Hal tersebut disampaikan oleh Ketua DPP IMM Bidang Hukum dan HAM, Muhammad Habibi, melalui siaran pers resmi DPP IMM, pada Kamis (28/8/2025).
“Kami mendesak Kapolri pecat seluruh oknum polisi yang bertindak anarkis dan diluar koridor Perkap tentang penanganan aksi massa”, ujar Habibi.
Selain itu, Habibi juga meminta Kapolri bertanggung jawab atas tindakan represif aparat kepolisian pada korban atau keluarga korban.
Pertanggungjawaban itu harus dilakukan Kapolri, mengingat di beberapa daerah di Indonesia, terkhusus wilayah DKI Jakarta sudah banyak berjatuhan korban luka dan jiwa.
Seperti hal nya yang menimpa Kader IMM yang menyelenggarakan aksi di beberapa wilayah Indonesia, seperti di Medan dan Depok.
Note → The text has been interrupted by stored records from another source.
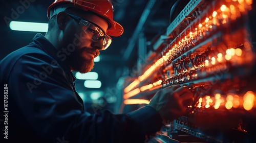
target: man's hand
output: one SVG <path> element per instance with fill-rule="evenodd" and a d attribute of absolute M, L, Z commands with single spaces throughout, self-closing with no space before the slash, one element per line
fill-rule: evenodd
<path fill-rule="evenodd" d="M 188 89 L 173 85 L 158 91 L 148 105 L 154 108 L 167 123 L 183 115 L 193 100 L 193 93 Z"/>

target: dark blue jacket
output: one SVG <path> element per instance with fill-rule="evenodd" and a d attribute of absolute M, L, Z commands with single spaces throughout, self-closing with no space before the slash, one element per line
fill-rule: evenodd
<path fill-rule="evenodd" d="M 0 126 L 4 133 L 7 126 L 8 139 L 2 142 L 144 142 L 161 128 L 161 117 L 147 106 L 126 114 L 85 112 L 75 78 L 57 53 L 37 34 L 0 61 L 1 90 L 8 85 L 7 108 L 1 107 L 8 125 Z"/>

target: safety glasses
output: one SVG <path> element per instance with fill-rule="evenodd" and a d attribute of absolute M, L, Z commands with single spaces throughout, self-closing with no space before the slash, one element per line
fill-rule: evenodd
<path fill-rule="evenodd" d="M 101 50 L 106 50 L 111 43 L 112 39 L 106 33 L 97 26 L 87 20 L 82 19 L 76 15 L 66 13 L 70 17 L 79 21 L 79 25 L 82 27 L 83 31 L 87 34 L 91 35 L 92 40 L 94 42 L 102 41 L 102 47 Z"/>

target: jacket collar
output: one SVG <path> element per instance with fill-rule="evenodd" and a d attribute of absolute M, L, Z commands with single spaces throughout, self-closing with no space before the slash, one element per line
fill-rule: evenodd
<path fill-rule="evenodd" d="M 33 43 L 37 42 L 39 45 L 39 47 L 41 49 L 45 52 L 48 54 L 51 57 L 54 59 L 59 64 L 60 67 L 64 70 L 65 73 L 71 73 L 73 81 L 76 80 L 76 78 L 71 71 L 70 67 L 68 65 L 67 62 L 64 60 L 61 60 L 59 56 L 58 56 L 58 53 L 61 52 L 60 51 L 58 51 L 52 45 L 52 44 L 41 34 L 37 33 L 33 38 Z"/>

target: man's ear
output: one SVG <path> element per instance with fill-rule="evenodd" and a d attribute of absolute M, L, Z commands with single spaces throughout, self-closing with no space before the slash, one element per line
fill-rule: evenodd
<path fill-rule="evenodd" d="M 59 29 L 63 30 L 70 20 L 69 16 L 64 12 L 60 12 L 57 15 L 57 23 Z"/>

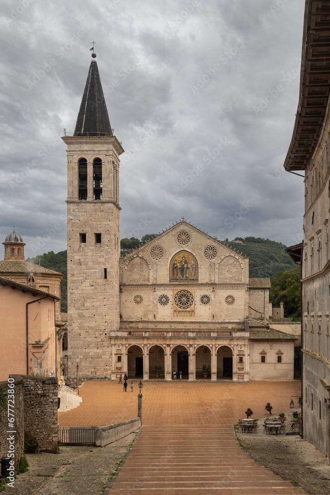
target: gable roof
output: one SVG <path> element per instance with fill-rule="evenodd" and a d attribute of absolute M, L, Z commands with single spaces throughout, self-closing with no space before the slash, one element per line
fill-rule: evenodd
<path fill-rule="evenodd" d="M 23 259 L 5 259 L 0 261 L 0 273 L 35 273 L 58 275 L 62 278 L 64 278 L 63 274 L 59 272 L 55 272 L 53 270 Z"/>
<path fill-rule="evenodd" d="M 149 241 L 145 244 L 143 244 L 142 246 L 140 246 L 140 248 L 135 249 L 133 252 L 130 253 L 129 254 L 127 254 L 124 257 L 121 258 L 121 260 L 125 261 L 127 260 L 131 260 L 132 258 L 134 258 L 136 256 L 139 256 L 140 253 L 142 253 L 149 248 L 156 245 L 160 242 L 160 241 L 161 241 L 161 239 L 164 237 L 164 236 L 166 235 L 175 229 L 176 229 L 178 226 L 182 226 L 183 228 L 185 227 L 186 228 L 187 227 L 189 227 L 195 232 L 201 234 L 201 235 L 209 241 L 210 243 L 212 243 L 213 244 L 217 245 L 218 246 L 221 246 L 222 248 L 228 251 L 228 254 L 231 253 L 233 255 L 235 254 L 240 259 L 246 259 L 246 257 L 245 256 L 243 256 L 242 254 L 240 254 L 237 251 L 235 251 L 234 249 L 232 249 L 230 248 L 228 248 L 225 244 L 223 244 L 220 241 L 219 241 L 218 239 L 209 236 L 208 232 L 204 232 L 204 231 L 201 230 L 200 229 L 198 229 L 198 227 L 196 227 L 195 225 L 187 222 L 185 218 L 183 217 L 181 220 L 177 222 L 176 223 L 173 224 L 172 227 L 169 227 L 167 229 L 163 230 L 161 233 L 159 233 L 157 237 L 155 237 L 153 239 L 151 239 L 151 241 Z"/>
<path fill-rule="evenodd" d="M 271 279 L 269 277 L 249 279 L 249 287 L 252 289 L 271 289 Z"/>
<path fill-rule="evenodd" d="M 13 289 L 20 289 L 22 292 L 30 292 L 33 296 L 37 296 L 39 295 L 41 296 L 47 296 L 49 297 L 51 297 L 54 300 L 59 301 L 60 300 L 59 297 L 58 297 L 57 296 L 54 296 L 53 294 L 49 294 L 48 292 L 44 292 L 44 291 L 40 291 L 39 289 L 35 289 L 28 285 L 25 285 L 24 284 L 20 284 L 5 277 L 0 277 L 0 285 L 2 286 L 7 285 Z"/>
<path fill-rule="evenodd" d="M 297 337 L 285 334 L 278 330 L 250 330 L 250 339 L 251 340 L 298 340 Z"/>

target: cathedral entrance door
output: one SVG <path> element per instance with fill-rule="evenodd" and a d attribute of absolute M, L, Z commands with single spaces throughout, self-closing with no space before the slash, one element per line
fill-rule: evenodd
<path fill-rule="evenodd" d="M 178 371 L 182 371 L 183 377 L 189 376 L 189 358 L 188 350 L 178 351 Z"/>
<path fill-rule="evenodd" d="M 135 376 L 143 376 L 143 357 L 135 358 Z"/>
<path fill-rule="evenodd" d="M 224 357 L 223 361 L 224 378 L 232 378 L 233 377 L 233 358 Z"/>

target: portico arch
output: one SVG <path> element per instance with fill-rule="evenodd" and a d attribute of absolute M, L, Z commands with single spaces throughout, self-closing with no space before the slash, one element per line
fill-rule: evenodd
<path fill-rule="evenodd" d="M 131 346 L 127 349 L 127 374 L 131 377 L 142 378 L 143 350 L 140 346 Z"/>
<path fill-rule="evenodd" d="M 196 378 L 204 378 L 204 373 L 207 374 L 207 380 L 211 380 L 211 349 L 207 346 L 199 346 L 197 347 L 195 353 L 195 369 Z"/>
<path fill-rule="evenodd" d="M 154 378 L 157 373 L 165 377 L 165 351 L 161 346 L 152 346 L 149 349 L 149 378 Z"/>
<path fill-rule="evenodd" d="M 188 380 L 189 377 L 189 351 L 185 346 L 176 346 L 172 350 L 172 377 L 173 371 L 180 371 L 182 378 Z M 179 378 L 179 377 L 178 377 Z"/>
<path fill-rule="evenodd" d="M 217 377 L 233 378 L 233 350 L 228 346 L 221 346 L 217 351 Z"/>

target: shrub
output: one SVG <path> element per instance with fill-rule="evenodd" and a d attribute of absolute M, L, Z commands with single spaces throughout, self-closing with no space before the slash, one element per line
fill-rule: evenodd
<path fill-rule="evenodd" d="M 38 442 L 34 435 L 30 432 L 25 432 L 24 434 L 24 453 L 34 454 L 37 451 Z"/>

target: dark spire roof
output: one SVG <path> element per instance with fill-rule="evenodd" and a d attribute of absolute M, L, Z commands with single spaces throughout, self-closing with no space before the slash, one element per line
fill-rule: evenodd
<path fill-rule="evenodd" d="M 97 65 L 94 60 L 91 62 L 73 135 L 112 136 Z"/>

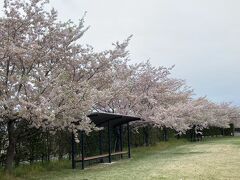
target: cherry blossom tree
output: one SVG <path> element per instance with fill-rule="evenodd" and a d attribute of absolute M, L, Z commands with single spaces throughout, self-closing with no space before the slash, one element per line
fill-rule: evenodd
<path fill-rule="evenodd" d="M 78 39 L 88 28 L 84 20 L 58 22 L 57 12 L 45 11 L 45 0 L 4 3 L 0 19 L 0 121 L 6 125 L 6 170 L 14 159 L 17 127 L 55 132 L 96 130 L 86 118 L 99 96 L 102 75 L 126 55 L 128 41 L 96 53 Z M 109 74 L 108 74 L 109 75 Z M 106 76 L 105 76 L 106 77 Z M 22 136 L 23 134 L 21 134 Z"/>

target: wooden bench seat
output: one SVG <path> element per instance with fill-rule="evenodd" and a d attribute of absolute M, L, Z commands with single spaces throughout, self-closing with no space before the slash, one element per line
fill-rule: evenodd
<path fill-rule="evenodd" d="M 114 153 L 111 153 L 111 156 L 127 154 L 127 153 L 128 153 L 127 151 L 114 152 Z M 105 158 L 105 157 L 108 157 L 108 156 L 109 156 L 109 154 L 101 154 L 101 155 L 97 155 L 97 156 L 84 157 L 84 161 L 101 159 L 101 158 Z M 81 162 L 81 161 L 82 161 L 81 157 L 76 160 L 76 162 Z"/>

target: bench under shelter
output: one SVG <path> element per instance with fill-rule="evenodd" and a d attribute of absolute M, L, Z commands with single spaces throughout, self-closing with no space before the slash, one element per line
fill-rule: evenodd
<path fill-rule="evenodd" d="M 76 163 L 81 162 L 81 168 L 84 169 L 85 162 L 91 160 L 99 160 L 99 162 L 103 162 L 104 158 L 108 159 L 108 162 L 112 162 L 112 157 L 116 155 L 120 155 L 123 158 L 124 154 L 128 155 L 128 158 L 131 158 L 131 145 L 130 145 L 130 122 L 141 120 L 138 117 L 122 115 L 122 114 L 114 114 L 114 113 L 105 113 L 105 112 L 93 112 L 88 115 L 91 121 L 97 126 L 102 128 L 103 130 L 99 131 L 99 154 L 94 156 L 85 156 L 84 152 L 84 136 L 85 133 L 83 131 L 80 132 L 80 146 L 81 146 L 81 157 L 76 158 L 76 143 L 74 139 L 74 135 L 72 135 L 72 168 L 76 168 Z M 127 151 L 123 151 L 123 127 L 126 125 L 127 127 Z M 111 136 L 112 130 L 114 128 L 119 128 L 119 143 L 120 150 L 118 152 L 112 152 L 112 144 L 111 144 Z M 107 130 L 107 146 L 108 152 L 103 153 L 103 131 Z"/>

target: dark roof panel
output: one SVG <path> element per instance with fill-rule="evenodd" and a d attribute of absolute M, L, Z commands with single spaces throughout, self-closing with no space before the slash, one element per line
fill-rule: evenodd
<path fill-rule="evenodd" d="M 139 117 L 105 112 L 94 112 L 89 114 L 88 117 L 98 127 L 107 126 L 108 121 L 110 122 L 110 126 L 115 127 L 131 121 L 141 120 Z"/>

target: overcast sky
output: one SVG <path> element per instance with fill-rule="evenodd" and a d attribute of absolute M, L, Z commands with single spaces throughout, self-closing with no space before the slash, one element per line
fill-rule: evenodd
<path fill-rule="evenodd" d="M 3 0 L 0 0 L 3 1 Z M 133 62 L 175 65 L 198 96 L 240 105 L 239 0 L 50 0 L 61 20 L 91 28 L 82 38 L 96 50 L 133 34 Z"/>

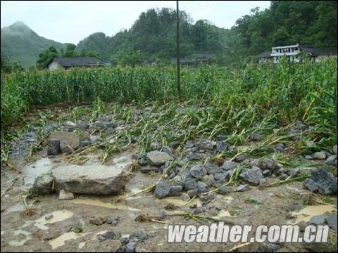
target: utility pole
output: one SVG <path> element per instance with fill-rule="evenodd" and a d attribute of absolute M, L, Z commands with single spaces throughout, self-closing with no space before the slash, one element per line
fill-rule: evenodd
<path fill-rule="evenodd" d="M 178 100 L 181 100 L 181 70 L 180 69 L 180 11 L 178 0 L 176 1 L 176 50 L 177 58 L 177 94 Z"/>

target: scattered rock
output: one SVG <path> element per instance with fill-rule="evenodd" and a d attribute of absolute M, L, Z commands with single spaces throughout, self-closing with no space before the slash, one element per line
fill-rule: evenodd
<path fill-rule="evenodd" d="M 58 199 L 60 200 L 73 200 L 74 194 L 68 192 L 67 190 L 60 190 L 60 193 L 58 193 Z"/>
<path fill-rule="evenodd" d="M 75 133 L 56 131 L 49 137 L 50 140 L 58 140 L 67 142 L 73 148 L 77 148 L 80 144 L 79 136 Z"/>
<path fill-rule="evenodd" d="M 74 152 L 74 148 L 64 141 L 60 141 L 60 150 L 61 153 L 68 155 Z"/>
<path fill-rule="evenodd" d="M 204 167 L 201 164 L 195 164 L 193 165 L 190 170 L 190 175 L 194 177 L 195 179 L 197 179 L 199 180 L 202 180 L 203 176 L 206 174 L 206 170 L 204 168 Z"/>
<path fill-rule="evenodd" d="M 254 186 L 258 186 L 259 184 L 259 180 L 264 178 L 262 171 L 258 167 L 244 169 L 239 176 Z"/>
<path fill-rule="evenodd" d="M 142 168 L 140 169 L 140 171 L 142 172 L 142 173 L 145 173 L 145 174 L 147 174 L 147 173 L 149 173 L 149 172 L 158 172 L 160 170 L 160 169 L 158 167 L 146 167 L 145 168 Z"/>
<path fill-rule="evenodd" d="M 32 193 L 46 195 L 52 193 L 53 174 L 45 173 L 37 176 L 34 181 Z"/>
<path fill-rule="evenodd" d="M 166 161 L 172 161 L 173 158 L 166 153 L 155 150 L 146 154 L 146 160 L 150 164 L 160 167 L 164 164 Z"/>
<path fill-rule="evenodd" d="M 261 141 L 263 136 L 260 134 L 253 133 L 250 134 L 250 140 L 253 141 Z"/>
<path fill-rule="evenodd" d="M 239 192 L 246 191 L 249 190 L 248 185 L 240 185 L 236 188 L 236 190 Z"/>
<path fill-rule="evenodd" d="M 96 226 L 104 224 L 106 221 L 107 221 L 107 219 L 101 215 L 92 216 L 89 219 L 89 223 L 91 224 L 94 224 Z"/>
<path fill-rule="evenodd" d="M 106 166 L 67 165 L 52 170 L 55 189 L 75 194 L 113 195 L 124 189 L 127 177 L 121 168 Z"/>
<path fill-rule="evenodd" d="M 337 194 L 337 178 L 324 167 L 319 167 L 311 173 L 304 183 L 305 187 L 311 192 L 318 191 L 324 195 Z"/>
<path fill-rule="evenodd" d="M 47 155 L 56 155 L 61 152 L 60 149 L 60 141 L 50 140 L 48 143 Z"/>
<path fill-rule="evenodd" d="M 155 188 L 154 195 L 157 198 L 170 196 L 180 196 L 182 188 L 181 186 L 172 186 L 167 181 L 158 183 Z"/>
<path fill-rule="evenodd" d="M 313 154 L 313 157 L 317 160 L 325 160 L 326 153 L 324 151 L 316 152 Z"/>

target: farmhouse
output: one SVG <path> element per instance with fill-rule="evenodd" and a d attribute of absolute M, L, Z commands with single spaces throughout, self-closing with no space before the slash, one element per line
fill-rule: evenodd
<path fill-rule="evenodd" d="M 328 57 L 337 58 L 337 48 L 313 48 L 311 46 L 300 46 L 299 44 L 271 48 L 271 51 L 261 53 L 258 56 L 260 63 L 277 63 L 282 57 L 286 56 L 288 61 L 299 62 L 300 56 L 305 54 L 315 62 L 322 60 Z"/>
<path fill-rule="evenodd" d="M 54 58 L 48 65 L 49 70 L 68 70 L 74 67 L 98 67 L 106 64 L 95 57 Z"/>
Kader IMM menjadi korban atas keganasan tindakan represif oknum kepolisian yang menangani aksi masa.
Di medan, belasan kader IMM mengalami luka ringan hingga berat sesuai dengan hasil visum.
Sedangkan di Depok, beberapa kader IMM di hajar hingga ditahan tanpa ada dasar hukum.